On 9th December the government published draft legislation to extend reliefs from the 15% SDLT rate and ATED together with a policy paper. These documents are available here. The extended reliefs will apply as follows:
Presently, relief from the 15% SDLT rate and ATED is available where a dwelling is to be occupied by an employee of a trade, subject to certain conditions being satisfied. This relief is to be extended to apply in respect of employees of a qualifying property rental business.
A new relief from both the 15% SDLT rate and ATED is to apply where a dwelling is occupied by a person employed as a caretaker in a building of multiple occupancy, such as a block of flats.

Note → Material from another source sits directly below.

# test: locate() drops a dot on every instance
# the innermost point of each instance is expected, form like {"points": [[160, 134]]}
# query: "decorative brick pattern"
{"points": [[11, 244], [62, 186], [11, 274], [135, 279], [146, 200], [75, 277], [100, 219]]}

A new relief from the 15% SDLT rate and ATED is to apply where an interest in a property is held exclusively for the purpose of an equity release scheme where the activity is regulated by the Financial Conduct Authority.
A new relief from the 15% SDLT rate will apply where a business purchases a property either for demolition or conversion for non residential use. This relief will be withdrawn if, within a period of three years from the effective date of the transaction, demolition or conversion has not begun or the property is used as a dwelling.
The above reliefs are to apply with effect from 1st April 2016, so anyone seeking to take advantage will need to ensure that the effective date of the transaction does not arise before that date.
With regard to the new additional rate of SDLT on second homes, which is to apply with effect from 1st April 2016:
The policy paper published on 9th December states that draft legislation will be published for consultation in January 2016.
In answer to a question put to the Chancellor of the Exchequer, Mr David Gauke, the Financial Secretary to the Treasury, responded that foreign investors and non UK domiciliaries are to be treated in exactly the same way as UK residents and that if purchasers of residential property in the UK own another property anywhere else in the world and are purchasing an additional property in England, Wales or Northern Ireland, they will be charged the additional rate.